LEADING THE CHARGE
We've spoken to current and prospective EV owners and the message is clear..
"Get charge points rolled out."
The focus for most people is simply available, affordable charging.
Unfortunately, councils and charge point operators (CPO's) are quite a bit more fussy, but with your support we can bring their attention to our solution.
Kerb-e is cheaper than other charging points. Cheaper to purchase, install and maintain. Why is this so important? Because without these characteristics the mass installation of public charge points in residential areas will require huge government subsidies.
By being mindful of the economics Kerb-e can offer all stakeholders a truly viable solution that can be rolled out at scale.
IDENTIFYING THE ISSUE
The first step in developing a new solution is to assess the existing technology. What works, what doesn't.
Current charge points suffer from a multitude of problems. Expensive, bulky, easily vandalised and difficult to repair are just a few.
Charge points like these are installed with cost in mind. Unsightly and obstructive they create a trip hazard between the charging port and the car, and narrow the pavement significantly too.
Difficult to install
Tall, bulky charge points require strong ground anchoring which in turn requires deep foundations. In congested urban areas the space under the pavement is at a premium and utility services need to be rerouted for some charge point installations, adding to the already high cost.
Prone to vandalism
Pillar chargers are easy targets for vandals. The significant surface area entices grafiti art and displays and plastics are easily broken. Vandalism significantly increases the cost of operation and unchecked can quickly make a charge point uneconomical for the operator, not to mention the downtime inconveniencing EV owners.

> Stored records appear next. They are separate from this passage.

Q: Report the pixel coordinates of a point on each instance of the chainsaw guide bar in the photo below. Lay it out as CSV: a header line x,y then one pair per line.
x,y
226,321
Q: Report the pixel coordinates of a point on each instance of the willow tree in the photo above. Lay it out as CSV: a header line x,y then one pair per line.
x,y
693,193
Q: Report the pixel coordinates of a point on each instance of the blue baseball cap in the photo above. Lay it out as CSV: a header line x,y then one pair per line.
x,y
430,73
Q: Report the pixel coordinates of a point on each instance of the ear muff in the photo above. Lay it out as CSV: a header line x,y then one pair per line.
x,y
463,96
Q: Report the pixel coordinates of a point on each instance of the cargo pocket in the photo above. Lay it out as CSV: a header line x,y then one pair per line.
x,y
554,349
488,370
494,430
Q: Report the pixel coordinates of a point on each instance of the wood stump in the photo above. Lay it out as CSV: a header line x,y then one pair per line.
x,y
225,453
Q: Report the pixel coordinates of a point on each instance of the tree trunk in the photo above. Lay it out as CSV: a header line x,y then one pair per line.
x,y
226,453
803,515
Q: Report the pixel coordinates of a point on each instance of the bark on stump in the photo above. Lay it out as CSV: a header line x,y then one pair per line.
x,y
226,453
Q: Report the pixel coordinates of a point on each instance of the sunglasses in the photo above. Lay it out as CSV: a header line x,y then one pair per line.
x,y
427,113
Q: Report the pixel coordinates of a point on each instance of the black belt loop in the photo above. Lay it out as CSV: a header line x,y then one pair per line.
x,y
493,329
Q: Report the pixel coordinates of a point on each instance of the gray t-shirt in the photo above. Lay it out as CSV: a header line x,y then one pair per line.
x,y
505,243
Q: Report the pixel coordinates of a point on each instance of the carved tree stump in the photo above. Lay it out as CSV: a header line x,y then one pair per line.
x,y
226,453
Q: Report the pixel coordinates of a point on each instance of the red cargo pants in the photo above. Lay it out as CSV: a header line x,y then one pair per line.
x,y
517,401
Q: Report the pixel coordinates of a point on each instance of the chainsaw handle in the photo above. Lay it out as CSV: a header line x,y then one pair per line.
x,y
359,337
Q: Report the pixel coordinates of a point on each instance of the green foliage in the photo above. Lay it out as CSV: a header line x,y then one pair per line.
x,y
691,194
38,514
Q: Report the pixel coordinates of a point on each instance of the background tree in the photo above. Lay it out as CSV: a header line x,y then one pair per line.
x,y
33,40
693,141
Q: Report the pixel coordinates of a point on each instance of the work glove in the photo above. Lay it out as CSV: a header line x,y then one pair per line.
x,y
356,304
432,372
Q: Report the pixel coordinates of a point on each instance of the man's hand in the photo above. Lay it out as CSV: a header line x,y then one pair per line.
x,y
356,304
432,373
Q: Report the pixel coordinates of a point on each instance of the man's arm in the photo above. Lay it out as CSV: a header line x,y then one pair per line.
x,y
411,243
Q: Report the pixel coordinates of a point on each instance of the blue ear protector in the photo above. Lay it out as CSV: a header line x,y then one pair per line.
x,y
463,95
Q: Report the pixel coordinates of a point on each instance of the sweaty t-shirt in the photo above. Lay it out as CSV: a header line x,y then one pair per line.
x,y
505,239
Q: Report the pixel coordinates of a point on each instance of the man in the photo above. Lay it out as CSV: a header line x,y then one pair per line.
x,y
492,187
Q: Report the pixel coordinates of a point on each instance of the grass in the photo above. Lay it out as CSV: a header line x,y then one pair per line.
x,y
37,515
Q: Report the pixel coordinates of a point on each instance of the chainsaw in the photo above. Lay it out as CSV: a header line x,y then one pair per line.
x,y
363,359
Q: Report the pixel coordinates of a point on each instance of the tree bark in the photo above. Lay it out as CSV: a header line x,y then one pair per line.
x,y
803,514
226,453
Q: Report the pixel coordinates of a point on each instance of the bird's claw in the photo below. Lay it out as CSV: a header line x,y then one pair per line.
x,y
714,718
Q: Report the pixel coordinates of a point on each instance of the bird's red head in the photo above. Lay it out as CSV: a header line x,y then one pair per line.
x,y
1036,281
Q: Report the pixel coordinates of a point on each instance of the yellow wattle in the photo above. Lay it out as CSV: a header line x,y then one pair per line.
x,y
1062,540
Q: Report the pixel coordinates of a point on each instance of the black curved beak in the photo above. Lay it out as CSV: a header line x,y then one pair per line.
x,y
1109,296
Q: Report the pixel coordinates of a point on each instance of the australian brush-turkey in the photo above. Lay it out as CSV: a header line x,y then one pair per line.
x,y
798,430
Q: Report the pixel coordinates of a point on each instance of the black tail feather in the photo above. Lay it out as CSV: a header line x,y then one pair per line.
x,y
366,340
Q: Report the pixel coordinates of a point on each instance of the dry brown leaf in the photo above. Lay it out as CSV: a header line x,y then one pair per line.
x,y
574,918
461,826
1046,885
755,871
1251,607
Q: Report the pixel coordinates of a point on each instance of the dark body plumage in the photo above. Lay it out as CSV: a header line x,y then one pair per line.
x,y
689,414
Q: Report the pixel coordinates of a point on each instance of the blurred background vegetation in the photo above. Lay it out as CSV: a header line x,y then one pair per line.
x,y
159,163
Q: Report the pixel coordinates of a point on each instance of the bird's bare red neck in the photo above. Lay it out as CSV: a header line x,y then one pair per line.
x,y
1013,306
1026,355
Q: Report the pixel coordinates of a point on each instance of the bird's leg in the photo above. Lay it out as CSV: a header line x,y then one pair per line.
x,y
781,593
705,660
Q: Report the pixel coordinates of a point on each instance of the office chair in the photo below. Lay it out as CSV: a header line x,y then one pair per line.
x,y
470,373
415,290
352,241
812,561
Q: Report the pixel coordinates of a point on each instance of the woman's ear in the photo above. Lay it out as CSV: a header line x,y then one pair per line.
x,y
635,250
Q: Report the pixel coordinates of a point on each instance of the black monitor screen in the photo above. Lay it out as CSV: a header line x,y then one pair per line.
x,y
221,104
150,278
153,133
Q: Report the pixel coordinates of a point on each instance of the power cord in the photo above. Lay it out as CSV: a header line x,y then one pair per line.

In isolation, or as part of a small group, current charge points may not look too unsightly. A row of these on a residential road might provoke a different reaction. Charge points must try to integrate as smoothly as possible with our urban environments whilst being mindful of their primary function.
Cost forms the bedrock of any feasability study. In an effort to create elaborate solutions for councils some charge point designs have ignored this critical element. Chargers that rise out of the ground or that rely on expensive additional restrictive equipment are unlikely to make sense on a big scale. Ironically, these units also require a huge amount of subterranean space making their installation difficult in their target environments - where pavements are narrow.
EV owners with no off-street parking are at the mercy of councils and charge point operators (CPO), when it comes to charging point installations.
Kerb-e understands that for EV owners to get a public charge point (or 5), installed on their street the proposition needs to be enticing for councils and CPO's too.
By identifying factors that increase the cost of running a charge point, like vandalism and delays in repairs, and creating solutions to these issues with our design, we've created a charge point which CPO's can run and financially benefit from (without overcharging customers).
Similarly, by identifying the concerns councils have with charging points, like pavement obstruction, installation disruption, and reversability, we've created a charge point councils can accept too.
With a 3yr payback period at conservative utilisation rates and competetive prices, Kerb-e finally offers stakeholders a solution everyone can get behind.